Given two half-integers $a,b\in\mathbb Z+\frac 1 2$, the integers nearest to each is given by $N_a=\{a-0.5,\ a+0.5\}$ and $N_b=\{b-0.5,\ b+0.5\}$.
Is there a general method to find, for the two given half-integers, the values $n\in N_a,m\in N_b$ where $\left|nm-ab\right|$ is minimal?
The motivation for this post came when I considered $1.5\times1.5=2.25$. Intuition told me that I could round either (or both) number either way and the result would be the same. Such a symmetry in fact does not exist. After doing a few other examples I simply could not find a pattern.
We compute $$nm=ab\pm \frac{a}{2} \pm \frac{b}{2} \pm \frac{1}{4}$$ and hence we wish to minimize $$|nm-ab|=|\pm \frac{a}{2} \pm \frac{b}{2} \pm \frac{1}{4}|$$ In this expression, the three $\pm$ are not all freely chosen; there must be an even number of $-$'s chosen. Let's assume without loss that $a\ge b\ge 0$ (if $a<b$, swap the roles of $a,b$).

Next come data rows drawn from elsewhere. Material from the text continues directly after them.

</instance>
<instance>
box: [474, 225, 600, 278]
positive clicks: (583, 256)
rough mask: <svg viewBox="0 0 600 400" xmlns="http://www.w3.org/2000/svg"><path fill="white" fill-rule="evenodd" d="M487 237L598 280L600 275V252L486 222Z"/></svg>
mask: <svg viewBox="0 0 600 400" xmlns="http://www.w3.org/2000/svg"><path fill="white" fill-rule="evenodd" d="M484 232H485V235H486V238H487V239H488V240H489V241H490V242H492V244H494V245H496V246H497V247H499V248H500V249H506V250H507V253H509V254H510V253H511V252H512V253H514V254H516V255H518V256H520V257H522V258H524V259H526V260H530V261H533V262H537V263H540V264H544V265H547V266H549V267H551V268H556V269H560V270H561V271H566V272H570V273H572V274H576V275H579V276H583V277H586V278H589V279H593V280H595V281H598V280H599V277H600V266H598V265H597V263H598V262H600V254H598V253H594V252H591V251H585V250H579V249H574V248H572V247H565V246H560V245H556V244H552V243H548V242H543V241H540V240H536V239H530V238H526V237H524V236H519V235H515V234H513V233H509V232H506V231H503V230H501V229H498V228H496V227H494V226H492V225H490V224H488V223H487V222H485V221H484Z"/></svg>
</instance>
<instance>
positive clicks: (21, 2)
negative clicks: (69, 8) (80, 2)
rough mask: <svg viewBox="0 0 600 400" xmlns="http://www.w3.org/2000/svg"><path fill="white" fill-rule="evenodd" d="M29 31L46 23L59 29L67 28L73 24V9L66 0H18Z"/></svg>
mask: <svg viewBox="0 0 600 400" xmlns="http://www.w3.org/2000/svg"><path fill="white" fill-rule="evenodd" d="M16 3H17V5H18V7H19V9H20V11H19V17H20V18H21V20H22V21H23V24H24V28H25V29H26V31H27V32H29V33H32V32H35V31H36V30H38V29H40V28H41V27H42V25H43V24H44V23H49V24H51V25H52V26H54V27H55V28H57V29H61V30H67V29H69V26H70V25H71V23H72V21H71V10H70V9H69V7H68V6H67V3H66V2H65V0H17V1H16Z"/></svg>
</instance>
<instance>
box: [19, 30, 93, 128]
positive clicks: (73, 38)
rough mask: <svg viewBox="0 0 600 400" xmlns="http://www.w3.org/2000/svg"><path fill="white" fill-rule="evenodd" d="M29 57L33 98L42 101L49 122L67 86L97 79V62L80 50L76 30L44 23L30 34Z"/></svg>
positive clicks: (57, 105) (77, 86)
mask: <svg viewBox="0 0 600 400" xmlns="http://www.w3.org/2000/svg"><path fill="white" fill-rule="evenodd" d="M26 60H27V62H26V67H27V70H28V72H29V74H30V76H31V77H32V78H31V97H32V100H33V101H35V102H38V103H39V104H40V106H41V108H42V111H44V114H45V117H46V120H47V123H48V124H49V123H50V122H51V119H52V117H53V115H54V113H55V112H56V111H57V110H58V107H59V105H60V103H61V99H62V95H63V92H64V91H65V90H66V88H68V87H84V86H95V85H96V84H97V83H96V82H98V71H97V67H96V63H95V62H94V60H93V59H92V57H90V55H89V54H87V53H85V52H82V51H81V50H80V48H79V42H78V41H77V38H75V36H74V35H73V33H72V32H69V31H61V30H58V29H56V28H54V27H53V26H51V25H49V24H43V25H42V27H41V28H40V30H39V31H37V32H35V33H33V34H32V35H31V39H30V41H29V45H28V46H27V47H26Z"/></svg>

For convenience, set $a'=\frac{a}{2}, b'=\frac{b}{2}$, with $a'\ge b'$. Now there are four cases to consider: $$|a'+b'+.25|,~ |a'-b'-.25|,~ |-a'+b'-.25|,~ |-a'-b'+.25|$$ Of these, it's clear that the first and last will never be smaller than the others. Now, if $a'=b'$ then the middle two agree; otherwise $|a'-b'-.25|$ will be the smallest. Hence, we have proved that the second one will always be smallest or tied for smallest. This corresponds to $$n=a-0.5, ~~m=b+0.5$$ (keeping in mind that $a\ge b$).
I leave the cases of one (or two) of $a,b$ negative open.